Objective: The most feared complication during laparoscopic cholecystectomy remains a bile duct injury (BDI). Accurately risk-stratifying patients for a BDI remains difficult and imprecise. This study evaluated if the lethal triad of acute cholecystitis, obesity, and steatohepatitis is a prognostic measure for BDI.
Methods: A retrospective review of the American College of Surgeons National Surgical Quality Improvement Program (NSQIP) registry was performed. All laparoscopic cholecystectomy cases within the main NSQIP database for 2012-2019 were queried. Two study cohorts were constructed. One with the lethal triad of acute cholecystitis, BMI ≥ 30, and steatohepatitis. The other cohort did not have the full triad present. Multivariate analysis was performed via logistic regression modeling with calculation of odds ratios (OR) to identify independent factors for BDI. An uncontrolled and controlled propensity score match analysis was performed.

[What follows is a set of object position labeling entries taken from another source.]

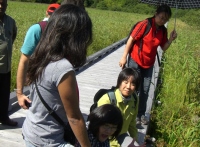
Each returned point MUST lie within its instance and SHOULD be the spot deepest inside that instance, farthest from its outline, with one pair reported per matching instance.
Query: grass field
(175, 123)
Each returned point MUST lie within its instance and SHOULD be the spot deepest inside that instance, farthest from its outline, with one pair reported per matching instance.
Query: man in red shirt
(142, 52)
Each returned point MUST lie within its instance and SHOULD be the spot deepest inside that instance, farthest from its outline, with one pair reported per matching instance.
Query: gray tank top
(39, 127)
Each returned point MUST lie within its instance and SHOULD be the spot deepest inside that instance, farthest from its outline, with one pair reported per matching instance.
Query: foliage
(177, 121)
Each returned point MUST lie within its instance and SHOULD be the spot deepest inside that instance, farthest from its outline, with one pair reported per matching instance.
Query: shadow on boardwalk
(101, 71)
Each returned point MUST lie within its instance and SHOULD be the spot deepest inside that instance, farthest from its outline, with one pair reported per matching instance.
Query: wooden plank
(102, 74)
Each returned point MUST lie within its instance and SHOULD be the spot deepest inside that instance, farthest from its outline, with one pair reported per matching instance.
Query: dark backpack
(148, 27)
(42, 25)
(111, 95)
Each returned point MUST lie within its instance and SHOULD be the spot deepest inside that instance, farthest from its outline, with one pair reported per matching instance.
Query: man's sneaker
(144, 120)
(138, 121)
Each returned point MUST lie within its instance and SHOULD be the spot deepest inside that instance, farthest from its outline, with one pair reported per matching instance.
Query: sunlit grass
(176, 122)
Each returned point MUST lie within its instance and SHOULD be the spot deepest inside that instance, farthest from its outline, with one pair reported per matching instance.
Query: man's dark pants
(146, 75)
(5, 79)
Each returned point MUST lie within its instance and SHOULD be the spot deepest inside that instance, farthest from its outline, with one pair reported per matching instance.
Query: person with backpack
(30, 42)
(104, 123)
(141, 49)
(127, 83)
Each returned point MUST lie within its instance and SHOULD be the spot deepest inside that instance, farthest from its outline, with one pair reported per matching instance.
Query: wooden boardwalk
(101, 72)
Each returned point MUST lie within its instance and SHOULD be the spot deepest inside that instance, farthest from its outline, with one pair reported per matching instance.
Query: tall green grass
(176, 122)
(108, 27)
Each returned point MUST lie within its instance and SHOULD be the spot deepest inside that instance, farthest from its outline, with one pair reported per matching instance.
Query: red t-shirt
(150, 42)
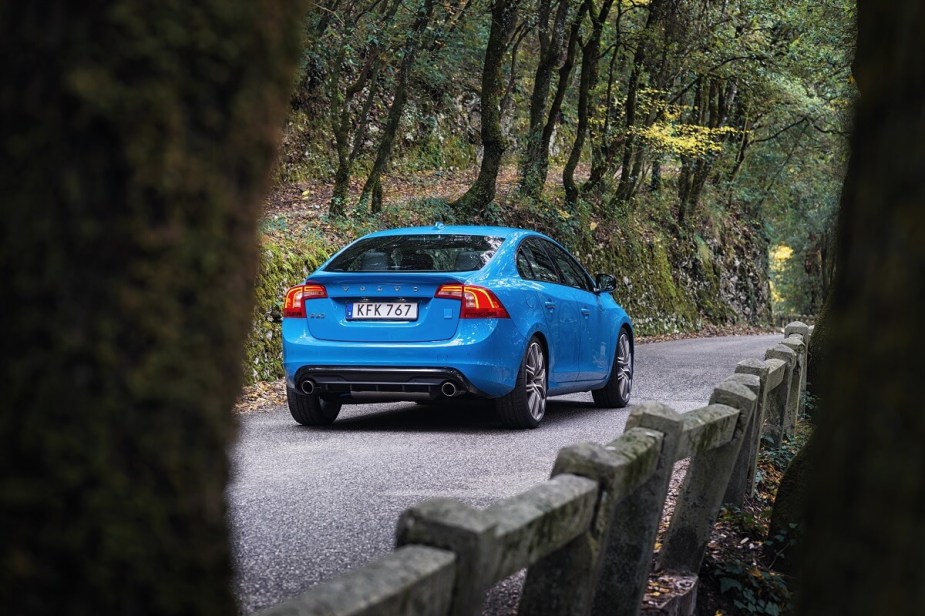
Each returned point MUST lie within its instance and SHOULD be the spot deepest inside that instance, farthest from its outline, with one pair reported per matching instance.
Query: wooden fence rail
(586, 536)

Results: A total of 387,501 cases were analyzed. 36,887 cases contained the lethal triad, the remaining 350,614 cases did not have the full triad. 860 BDIs were identified resulting in an overall incidence rate 0.22%. There were 541 BDIs within the lethal triad group with 319 BDIs in the other cohort and an incidence rate of 1.49% vs 0.09% (P < 0.001). Multivariate analysis identified the lethal triad as an independent risk factor for a BDI by over 15-fold (OR 16.35, 95%CI 14.28-18.78, P < 0.0001) on the uncontrolled analysis. For the controlled propensity score match there were 29,803 equivalent pairs identified between the cohorts. The BDI incidence rate remained significantly higher with lethal triad cases at 1.65% vs 0.04% (P < 0.001). The lethal triad was an even more significant independent risk factor for BDI on the controlled analysis (OR 40.13, 95%CI 7.05-356.59, P < 0.0001).
Conclusions: The lethal triad of acute cholecystitis, obesity, and steatohepatitis significantly increases the risk of a BDI. This prognostic measure can help better counsel patients and potentially alter management.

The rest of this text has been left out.